# Should I brine a Brisket?



## chris a (Dec 17, 2007)

Hey everyone, how's it going?
I'm smoking my first brisket for my Lady's birthday tomorrow and I'm prepareing it tonight.  I'm wondering if i need to brine it or what.  I'm reading that you should at some web sites and not to in others.  If I do, then what's a good brine to use?  I bought a 5.9 pound center cut brisket.
Thanks for you help and advise.


----------



## walking dude (Dec 17, 2007)

center cut brisket????........not sure of what that is........is it the flat or the point?

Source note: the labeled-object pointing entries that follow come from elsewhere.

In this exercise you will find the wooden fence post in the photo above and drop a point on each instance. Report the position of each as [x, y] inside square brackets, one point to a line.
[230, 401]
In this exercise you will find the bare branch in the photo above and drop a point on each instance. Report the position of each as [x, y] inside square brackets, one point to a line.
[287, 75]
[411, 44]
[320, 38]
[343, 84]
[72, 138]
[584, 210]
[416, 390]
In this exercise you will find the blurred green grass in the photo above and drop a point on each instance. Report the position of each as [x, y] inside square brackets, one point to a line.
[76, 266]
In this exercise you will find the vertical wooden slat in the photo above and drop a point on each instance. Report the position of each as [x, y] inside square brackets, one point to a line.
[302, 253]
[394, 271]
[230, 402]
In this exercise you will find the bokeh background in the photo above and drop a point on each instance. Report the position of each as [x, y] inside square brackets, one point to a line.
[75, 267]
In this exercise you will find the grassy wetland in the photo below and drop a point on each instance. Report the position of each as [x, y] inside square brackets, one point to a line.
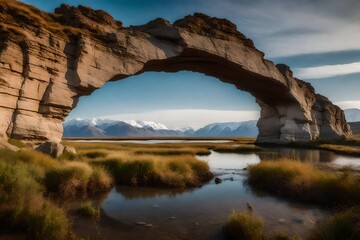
[34, 185]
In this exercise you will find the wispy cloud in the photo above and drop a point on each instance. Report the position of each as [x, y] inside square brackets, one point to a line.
[327, 71]
[287, 28]
[195, 118]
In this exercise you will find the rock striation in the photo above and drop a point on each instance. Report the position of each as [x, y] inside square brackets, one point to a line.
[48, 61]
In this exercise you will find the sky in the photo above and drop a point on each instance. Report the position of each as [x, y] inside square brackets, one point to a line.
[318, 39]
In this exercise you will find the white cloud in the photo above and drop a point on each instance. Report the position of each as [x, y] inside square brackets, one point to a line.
[195, 118]
[327, 71]
[348, 104]
[288, 28]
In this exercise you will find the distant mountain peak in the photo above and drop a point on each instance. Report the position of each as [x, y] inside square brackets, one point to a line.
[352, 114]
[105, 127]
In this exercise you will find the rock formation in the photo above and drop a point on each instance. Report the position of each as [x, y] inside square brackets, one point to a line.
[48, 61]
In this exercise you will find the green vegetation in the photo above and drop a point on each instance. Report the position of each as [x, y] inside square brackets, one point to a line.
[150, 170]
[242, 225]
[27, 177]
[76, 178]
[29, 181]
[340, 149]
[303, 182]
[245, 226]
[343, 225]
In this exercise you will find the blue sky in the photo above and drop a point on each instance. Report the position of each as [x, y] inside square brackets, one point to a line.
[318, 39]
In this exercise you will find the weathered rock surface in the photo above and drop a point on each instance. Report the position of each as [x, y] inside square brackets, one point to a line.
[48, 61]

no one i have read on here tho.....brines the brisket.........maybe a boston butt..........


----------



## chris a (Dec 17, 2007)

On the package it say's flat. I just wanted to be sure that I'm doing this right and don't forget something too late.


----------



## bbq bubba (Dec 17, 2007)

Yes, you have a "piece" of the flat.......
No, don't bother brining, smoke to about 185 or when a probe slides in like butter, wrap and rest, should be pretty good eat's!!


----------



## smokebuzz (Dec 17, 2007)

some folks do brine brisket, but that would potenialy turn it into a corned beef or pastromi. some people marinade briskets in a red wine and rub, my self just rub it and smoke it.


----------



## walking dude (Dec 17, 2007)

k.........just give it a good rub.........

if you can......place a container under it to collect any juices for au juis, however you spell it........

foil it at 170/ take it off at 200.........wrap it in a blanket to rest.......hour at least for me...........poke a hole in the foil to collect any further juices.......then slice cross the grain.......which may change several times throughout the flat.........what i do.......is before i rub it.....if the grain runs at a angle......to slice the tip of the flat off.......perpicular to the grain.....so IF you can't see the grain when it comes time to slice.......you can cut parrell to the cutoff tip........if that makes sense..........


----------



## walking dude (Dec 17, 2007)

i HEARD that bout you


but yeah.......what buzz said.....brined brisket can be corned or paster-reni-strami.........lol


----------



## chris a (Dec 17, 2007)

Okay, thanks for the help.  I'll let ya' know how it turned out. Again thanks.


----------



## bbq bubba (Dec 17, 2007)

Don't let us know..........show us!!!


----------



## walking dude (Dec 17, 2007)

what bubba said........Q-VIEW!!!!!!


----------